Most master’s degrees take a year or two to finish.
I’ve been building mine for ten years.
Had I planned on spending such a long time bringing this thing together?
Absolutely not.
In my defense, I had no roadmap when I first set out.
I’ve been piecing this thing together as I have gone along.
Adding bits here, removing bits there, backtracking along routes that lead to nowhere and doing it all on top of working to earn an income.
Essentially, I’ve assembled a master’s degree made up of ten master’s degrees, as represented by the ten concentrations that comprise the curriculum of my MTA.
But the launch of this blog marks a key milestone of my self-created master’s degree or MTA Portfolio.
I am now entering the final phase of its development.
The phase in which I am completing the final projects and where I have a fully functioning and presentable website for my MTA portfolio.
I’ve held off starting this blog up until this point because I didn’t want to add yet another item onto my weekly to-do list of studying, working and creating.
I didn’t even envision I Built My Own Education having its own blog.
But having spent the last few months bringing the site together into a fully organised and presentable form, I now see the purpose a blog can serve.
It provides me with a creative space in which I can fill in the gaps of my MTA Portfolio.
It gives me an outlet to publish unused final project material and ideas that I am musing undertaking in them.
It gives me a newsfeed in which I can highlight updates and new additions to the website and final projects.
It provides me with an opportunity to exercise my writing muscles.

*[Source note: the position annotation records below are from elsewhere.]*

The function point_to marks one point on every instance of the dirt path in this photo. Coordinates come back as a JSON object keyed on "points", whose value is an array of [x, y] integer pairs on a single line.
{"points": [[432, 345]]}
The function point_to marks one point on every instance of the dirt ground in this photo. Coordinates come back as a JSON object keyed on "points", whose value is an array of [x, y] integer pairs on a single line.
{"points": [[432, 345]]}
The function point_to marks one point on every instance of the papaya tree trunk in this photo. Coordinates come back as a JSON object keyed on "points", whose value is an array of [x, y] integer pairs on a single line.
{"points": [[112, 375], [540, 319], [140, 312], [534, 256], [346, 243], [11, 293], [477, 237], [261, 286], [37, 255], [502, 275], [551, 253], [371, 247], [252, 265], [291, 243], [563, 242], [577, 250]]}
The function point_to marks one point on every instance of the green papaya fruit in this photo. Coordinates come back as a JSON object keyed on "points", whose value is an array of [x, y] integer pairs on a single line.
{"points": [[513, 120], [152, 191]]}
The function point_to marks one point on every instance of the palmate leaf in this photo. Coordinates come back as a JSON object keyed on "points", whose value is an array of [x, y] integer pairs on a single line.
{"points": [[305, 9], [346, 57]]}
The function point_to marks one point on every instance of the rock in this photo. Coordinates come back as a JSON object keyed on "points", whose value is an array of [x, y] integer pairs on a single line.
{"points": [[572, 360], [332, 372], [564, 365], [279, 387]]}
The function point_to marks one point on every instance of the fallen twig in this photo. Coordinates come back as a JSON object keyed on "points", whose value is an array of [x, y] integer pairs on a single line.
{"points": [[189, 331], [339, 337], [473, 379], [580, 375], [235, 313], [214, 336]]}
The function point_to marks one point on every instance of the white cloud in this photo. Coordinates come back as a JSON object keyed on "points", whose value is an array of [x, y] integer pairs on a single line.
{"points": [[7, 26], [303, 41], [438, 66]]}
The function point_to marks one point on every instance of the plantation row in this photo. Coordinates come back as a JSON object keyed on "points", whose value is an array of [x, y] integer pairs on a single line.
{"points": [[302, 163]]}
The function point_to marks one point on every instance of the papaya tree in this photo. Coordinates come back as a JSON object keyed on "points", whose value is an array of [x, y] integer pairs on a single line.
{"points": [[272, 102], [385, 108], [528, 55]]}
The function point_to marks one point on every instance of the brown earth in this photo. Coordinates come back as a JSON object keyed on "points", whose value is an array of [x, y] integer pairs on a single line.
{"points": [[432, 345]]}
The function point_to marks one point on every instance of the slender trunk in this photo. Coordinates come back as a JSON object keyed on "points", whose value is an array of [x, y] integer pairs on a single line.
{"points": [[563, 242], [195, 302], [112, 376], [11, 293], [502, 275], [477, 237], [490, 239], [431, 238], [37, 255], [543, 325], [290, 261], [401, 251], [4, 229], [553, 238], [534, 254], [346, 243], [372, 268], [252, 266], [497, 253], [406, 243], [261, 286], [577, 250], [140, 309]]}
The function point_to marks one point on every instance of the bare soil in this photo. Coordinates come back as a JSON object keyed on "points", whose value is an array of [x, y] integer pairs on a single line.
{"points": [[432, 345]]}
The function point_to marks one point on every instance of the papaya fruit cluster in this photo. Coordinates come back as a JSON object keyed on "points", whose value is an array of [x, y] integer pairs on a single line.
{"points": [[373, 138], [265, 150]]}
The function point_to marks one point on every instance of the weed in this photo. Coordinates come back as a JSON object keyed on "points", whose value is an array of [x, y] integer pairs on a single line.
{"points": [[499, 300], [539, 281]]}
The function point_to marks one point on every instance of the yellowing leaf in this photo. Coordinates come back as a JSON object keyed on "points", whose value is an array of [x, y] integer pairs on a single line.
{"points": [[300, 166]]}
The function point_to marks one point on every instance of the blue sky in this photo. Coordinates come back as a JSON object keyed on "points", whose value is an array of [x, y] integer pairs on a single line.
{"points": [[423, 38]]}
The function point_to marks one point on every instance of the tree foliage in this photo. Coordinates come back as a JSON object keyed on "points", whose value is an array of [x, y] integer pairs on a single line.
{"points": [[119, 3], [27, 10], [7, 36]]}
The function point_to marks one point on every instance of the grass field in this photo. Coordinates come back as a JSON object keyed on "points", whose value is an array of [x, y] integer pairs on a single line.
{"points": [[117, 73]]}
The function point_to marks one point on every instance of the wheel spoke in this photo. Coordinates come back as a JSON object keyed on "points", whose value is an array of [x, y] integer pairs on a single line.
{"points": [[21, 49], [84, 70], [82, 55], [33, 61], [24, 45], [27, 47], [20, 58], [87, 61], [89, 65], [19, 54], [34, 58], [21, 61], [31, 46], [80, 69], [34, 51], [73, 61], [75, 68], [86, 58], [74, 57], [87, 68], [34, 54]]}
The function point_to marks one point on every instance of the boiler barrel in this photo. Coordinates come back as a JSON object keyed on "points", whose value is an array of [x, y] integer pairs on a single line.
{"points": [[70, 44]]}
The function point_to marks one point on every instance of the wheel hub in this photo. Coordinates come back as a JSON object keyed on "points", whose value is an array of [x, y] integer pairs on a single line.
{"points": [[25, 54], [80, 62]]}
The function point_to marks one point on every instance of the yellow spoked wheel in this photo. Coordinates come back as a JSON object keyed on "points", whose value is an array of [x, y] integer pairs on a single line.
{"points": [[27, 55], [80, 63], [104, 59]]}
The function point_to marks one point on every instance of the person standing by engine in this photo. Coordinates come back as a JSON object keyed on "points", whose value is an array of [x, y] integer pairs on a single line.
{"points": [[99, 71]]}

It gives me a means to market my MTA Portfolio though the use of regularly generated content.
In a sense, the blog will bring I Built My Own Education to life and keep it breathing in a way that my static master’s degree portfolio would fail to do so.
I can remember when I took the first actions that lead to the creation of my MTA Portfolio all the way back in 2013.
I lacked any sort of coherent focus then.
Time and exploration were the key to figuring out my focus.
For ten years, I’ve gone through a very complex process of funneling my focus down into its final form of my MTA Portfolio.
A focus that this blog can now present.